ALMATY (Reuters) - Kazakh courts sentenced nine Islamic State supporters and two leading political activists to prison terms in separate trials on Monday after their convictions over the two biggest shocks to veteran President Nursultan Nazarbayev's rule.
While unrelated, street unrest in April and May and a deadly Islamist attack in June dealt twin blows to stability in the oil-producing Central Asian state run since 1989 by Nazarbayev, who has brooked no dissent but remained broadly popular thanks to rising general wealth until a recent currency devaluation.
Political activists Maks Bokayev and Talgat Ayanov were sentenced to five years in prison each on Monday. They led a public protest in the city of Atyrau in April that triggered street rallies elsewhere and forced Nazarbayev to shelve a planned land reform in what amounted to a rare climbdown.
Prosecutors said the nine men sentenced to terms of 20 years to life for murder and terrorism were Islamic State sympathisers who in June attacked a National Guard facility in the deadliest episode of Islamist violence in Kazakhstan's history.
Thousands of nationals from Central Asian nations are known to be fighting alongside Islamic State militants in Syria and Iraq, and authorities have long warned they could return and carry out attacks on home soil. Kazakhstan is mainly Muslim, but a vast majority of Kazakhs are non-observant.
Bokayev and Ayanov were convicted of "inciting social and ethnic hatred", spreading deliberately false information at public events and failing to secure advance approval for their protest from the authorities, the court said. They both denied wrongdoing and plan to appeal against the verdict.

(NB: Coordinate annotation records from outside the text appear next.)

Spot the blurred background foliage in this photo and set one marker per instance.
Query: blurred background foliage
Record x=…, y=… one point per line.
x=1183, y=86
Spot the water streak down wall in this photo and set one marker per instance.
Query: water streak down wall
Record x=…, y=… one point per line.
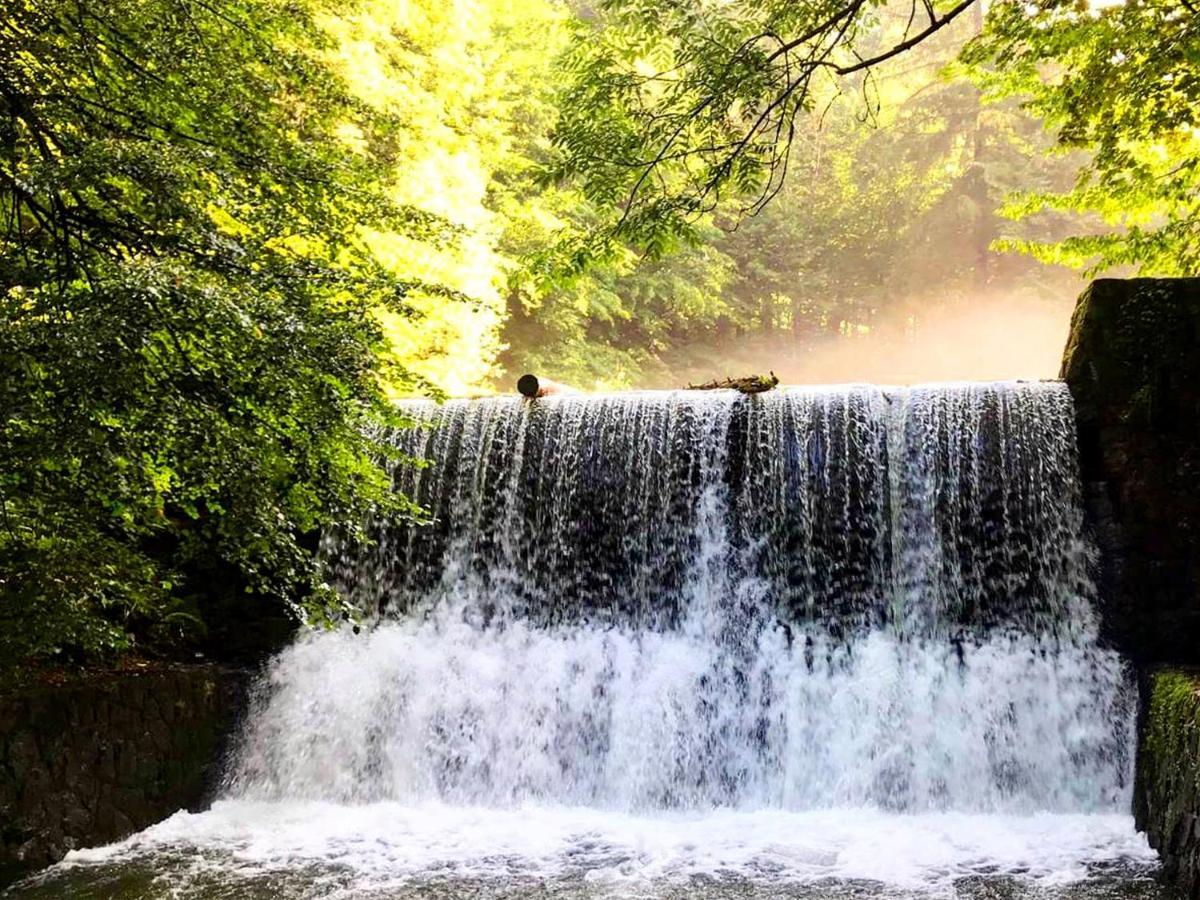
x=804, y=599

The wave of protests initially focussed on government plans to ease restrictions on land ownership by foreigners and auction off large tracts of farmland.

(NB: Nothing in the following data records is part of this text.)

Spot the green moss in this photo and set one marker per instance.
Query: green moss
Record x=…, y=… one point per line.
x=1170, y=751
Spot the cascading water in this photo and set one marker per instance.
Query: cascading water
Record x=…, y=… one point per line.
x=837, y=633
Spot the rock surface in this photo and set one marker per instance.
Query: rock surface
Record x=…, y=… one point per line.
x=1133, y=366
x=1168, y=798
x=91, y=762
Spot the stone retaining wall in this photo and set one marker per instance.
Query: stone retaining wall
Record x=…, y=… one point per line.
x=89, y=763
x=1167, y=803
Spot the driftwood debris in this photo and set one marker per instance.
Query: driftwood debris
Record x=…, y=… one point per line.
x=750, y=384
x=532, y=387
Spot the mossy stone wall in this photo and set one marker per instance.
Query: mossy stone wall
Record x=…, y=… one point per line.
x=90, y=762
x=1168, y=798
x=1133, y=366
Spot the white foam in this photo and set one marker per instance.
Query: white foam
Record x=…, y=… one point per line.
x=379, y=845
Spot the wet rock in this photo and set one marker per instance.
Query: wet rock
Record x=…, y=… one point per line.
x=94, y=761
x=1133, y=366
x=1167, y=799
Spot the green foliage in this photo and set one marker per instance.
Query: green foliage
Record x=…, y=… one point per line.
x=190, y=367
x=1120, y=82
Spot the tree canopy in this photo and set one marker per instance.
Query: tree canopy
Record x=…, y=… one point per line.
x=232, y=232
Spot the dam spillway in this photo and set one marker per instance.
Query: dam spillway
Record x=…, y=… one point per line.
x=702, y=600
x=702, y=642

But the rallies evolved into broader anti-government unrest, driven in part by an abrupt depreciation of the tenge currency after it lost nearly half its value against the dollar.
In August, Nazarbayev deferred land reform for five years.
Unlike the generally peaceful protests launched by the Atyrau activists, the Aktobe attack, blamed on followers of Salafism, an ultra-conservative school of Islam, stunned the ex-Soviet republic of 18 million with its unprecedented violence.
On June 5, 27 men attacked two stores selling firearms and then stormed the National Guard site and killed seven people. Security forces killed 18 of the attackers during the shootout and the subsequent manhunt.
In July, a lone gunman with Islamist links killed at least three policemen and two civilians in Kazakhstan's financial capital Almaty, senior security officials said. He was captured and has since been sentenced to death.